By comparison, Hendricks has yet to fight in a UFC main event. Yet the former two-time NCAA champion scoffs at the idea that he is inexperienced when it comes to the spotlight.
"Man, I've been under the lights since my freshmen year in high school," Hendricks said. "I wrestled 140 matches in high school. I wrestled 140 matches in college. That spotlight doesn't get much more than that. I've been competing my whole life. Who cares about the spotlight? Who cares about all this other crap? I'm facing a man. I'm facing Georges St-Pierre. You see what I'm saying? Experience? I have plenty of experience.

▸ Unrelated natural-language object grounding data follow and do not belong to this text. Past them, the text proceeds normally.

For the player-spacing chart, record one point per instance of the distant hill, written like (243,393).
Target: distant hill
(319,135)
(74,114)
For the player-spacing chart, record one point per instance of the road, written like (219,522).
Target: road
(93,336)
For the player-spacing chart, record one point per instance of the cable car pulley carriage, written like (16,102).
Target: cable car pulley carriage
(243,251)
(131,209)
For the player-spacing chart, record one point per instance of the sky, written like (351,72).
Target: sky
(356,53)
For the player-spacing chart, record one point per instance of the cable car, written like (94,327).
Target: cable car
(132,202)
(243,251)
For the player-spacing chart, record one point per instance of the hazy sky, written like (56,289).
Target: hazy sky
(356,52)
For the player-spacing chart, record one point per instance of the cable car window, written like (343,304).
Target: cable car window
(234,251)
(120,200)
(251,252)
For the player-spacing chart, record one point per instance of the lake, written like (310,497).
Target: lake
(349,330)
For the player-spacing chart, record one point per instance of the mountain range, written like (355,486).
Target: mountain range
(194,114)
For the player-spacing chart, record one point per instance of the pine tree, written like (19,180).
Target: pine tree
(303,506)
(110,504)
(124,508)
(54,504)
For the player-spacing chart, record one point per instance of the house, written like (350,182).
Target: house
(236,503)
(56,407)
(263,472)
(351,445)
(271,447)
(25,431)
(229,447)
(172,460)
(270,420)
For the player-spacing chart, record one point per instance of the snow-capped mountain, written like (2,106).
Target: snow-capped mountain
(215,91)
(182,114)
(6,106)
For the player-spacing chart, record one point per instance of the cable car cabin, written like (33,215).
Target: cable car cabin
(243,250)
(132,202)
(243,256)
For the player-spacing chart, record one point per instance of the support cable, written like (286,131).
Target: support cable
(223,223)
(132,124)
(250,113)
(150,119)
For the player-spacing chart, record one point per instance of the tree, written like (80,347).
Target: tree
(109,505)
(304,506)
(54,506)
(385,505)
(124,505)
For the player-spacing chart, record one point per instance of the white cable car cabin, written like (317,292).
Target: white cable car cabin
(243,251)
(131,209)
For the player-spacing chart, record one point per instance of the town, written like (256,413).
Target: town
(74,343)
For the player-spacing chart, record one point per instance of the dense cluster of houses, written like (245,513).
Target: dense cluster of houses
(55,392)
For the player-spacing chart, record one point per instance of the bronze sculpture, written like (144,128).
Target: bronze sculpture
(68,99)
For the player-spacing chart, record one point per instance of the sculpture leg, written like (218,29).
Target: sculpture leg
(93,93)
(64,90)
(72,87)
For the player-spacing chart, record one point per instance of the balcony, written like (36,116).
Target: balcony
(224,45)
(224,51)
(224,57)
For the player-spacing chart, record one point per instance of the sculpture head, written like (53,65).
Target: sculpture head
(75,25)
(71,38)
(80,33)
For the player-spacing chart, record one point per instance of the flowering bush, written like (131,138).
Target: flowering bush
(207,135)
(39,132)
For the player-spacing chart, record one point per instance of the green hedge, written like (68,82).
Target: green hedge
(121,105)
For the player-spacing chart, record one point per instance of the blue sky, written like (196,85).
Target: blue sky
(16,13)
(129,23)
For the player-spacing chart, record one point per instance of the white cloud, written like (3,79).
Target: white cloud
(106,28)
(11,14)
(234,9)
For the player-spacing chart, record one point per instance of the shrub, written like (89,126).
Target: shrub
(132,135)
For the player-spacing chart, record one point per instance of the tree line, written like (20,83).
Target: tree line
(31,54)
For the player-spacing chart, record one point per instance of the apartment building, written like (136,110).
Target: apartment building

"Here's the thing, is that I don't have to showcase my whole skillset to win fights," Hendricks continued. "I haven't had to. Now this fight I might have to. I have jiu-jitsu, I have wrestling, I have power, I have striking. So where is the inexperience or the lack of something? Everybody keeps saying (it) every fight. ‘He's fighting Kampmann, better striker. ‘He's fighting Condit, a better striker.' Where did I win those fights at? Everybody keeps doubting me, and I love that. I absolutely love that."
Despite a lengthy and impressive list of past accomplishments, when Hendricks meets St-Pierre at UFC 167, that fact remains that it'll be the first five-round fight of Hendricks' career. "Bigg Rigg" faded late during his March contest against Carlos Condit, but he has taken strides to improve that aspect of his game ahead of Saturday night.
"I was pushing myself to the limit everyday that I possibly could," Hendricks flatly said. "I think, now, I am ready.
"One thing I've learned, if you watch all my fights, I push very, very hard the first two rounds, because I have to win two out of three, right? Well now I've got to win three out of five. So that changed up the way I'm looking for stuff. I've worked a lot on my boxing, a lot on my kickboxing, to not only just go for the kill, but also to set up the kill. That's something that I'm looking forward to, to see how that adapts, see if I can translate what I've learned these last four months into the Octagon."
Still a blue-collar boy from Oklahoma at heart, Hendricks maintains that the mantra of his camp has been to put in the extra work every day, regardless of circumstances. Part of that training has included occasional trips back to his alma mater, Oklahoma State University, to challenge collegiate standouts on the wrestling mats where Hendricks first built his legend.
"Whenever I go back, I feel the different desire of these young men," Hendricks said. "First it was, ‘Johny is a national champion.' Now they want to push me and try to beat me because of what I'm trying to accomplish here. My wrestling is getting sharper each time I go back. My coaches say that right now I could probably go back and still wrestle and tryout for the Olympics, and that means a lot to me.
"It's hard. Don't get me wrong. It's a brutal grind, a constant grind; but that's what I love about it. It's a grind that you can't get anywhere else, and that's what this fight is going to be. It's going to be a grind. If I have any chance of winning, I have to grind. I have to move forward, and that's what wrestling has taught me through many years. That's why I want to get back to those roots."
Hendricks is no fool. He watched what happened when Chris Weidman dethroned a king; he knows that Saturday offers a life-changing opportunity, a chance to build a legend on the grandest stage of the year. But all the pomp and circumstance means nothing if he allows himself to forgot the present, to get ahead of his goals and wind up as number nine on St-Pierre's slow march to history.
"You enjoy the ride, but don't focus on the ride," Hendricks concluded. "I know it's the 20th anniversary, but that's at the back of my mind. My main focus is Georges St-Pierre, of course, and right now it's making 170. As soon as I make 170, then that's when all the fun begins."